L’importanza di assumere come punto di vista quello della comunità di riferimento nella costruzione di strumenti e indicatori in grado di monitorare lo stato di avanzamento rispetto agli obiettivi prefissati è testimoniato anche dalla creazione del Community Wellbeing Index da parte di Co-op UK, Young Foundation e Geolytix, ovvero del primo set di indicatori di Benessere Comunitario disponibile a livello locale nel Regno Unito co-costruito insieme alle stesse comunità territoriali.

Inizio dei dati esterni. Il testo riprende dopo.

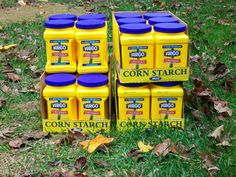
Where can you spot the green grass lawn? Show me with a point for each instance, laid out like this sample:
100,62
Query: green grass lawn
211,25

Scendendo nel dettaglio della nostra proposta (vedi Fig. 1), quattro sono le dimensioni dentro cui declinare la valutazione (attraverso appositi indicatori e soglie). La prima fa riferimento alla dimensione inclusiva ossia alla qualità del coinvolgimento della comunità (osservata attraverso l’intensità e l’ampiezza dell’engagement sviluppato e in termini di governance). La seconda prospettiva è quella trasformativa osservata nella capacità di generare impatto (cambiamento prodotto per i diversi stakeholder della comunità di riferimento). Attraverso la terza dimensione, quella identitaria, s’intende comprendere la capacità del soggetto di far emergere e comunicare il proprio valore originale e distintivo e la conseguente efficacia nel rendere noto questi elementi in termini di reputazione presso la comunità di riferimento. Infine l’ultimo ambito, su cui il Community Index® intende offrire una lettura, è quello relativo all’ecosistema in cui il soggetto è coinvolto; in questa dimensione si intende esplicitare, da un lato, la qualità delle reti in cui l’organizzazione è inserita e/o ha contribuito a costruire, dall’altro, il processo di territorializzazione. Una traiettoria questa che vuole essere “integrativa e contributiva” rispetto al patrimonio di metodologie e metriche già esistenti. In una fase in cui risorse significative (DL Rilancio, programmazione UE, concessione beni confiscati) si stanno spostando verso “le missioni” e non appena verso i “progetti” delle istituzioni che operano per un interesse generale, come ripete spesso Carlo Borgomeo, diventa indispensabile avere parametri capaci di investire sull’esistente, su ciò che la comunità ha già prodotto, dimostrando di essere utile e buono per lo sviluppo di tutti e non di pochi.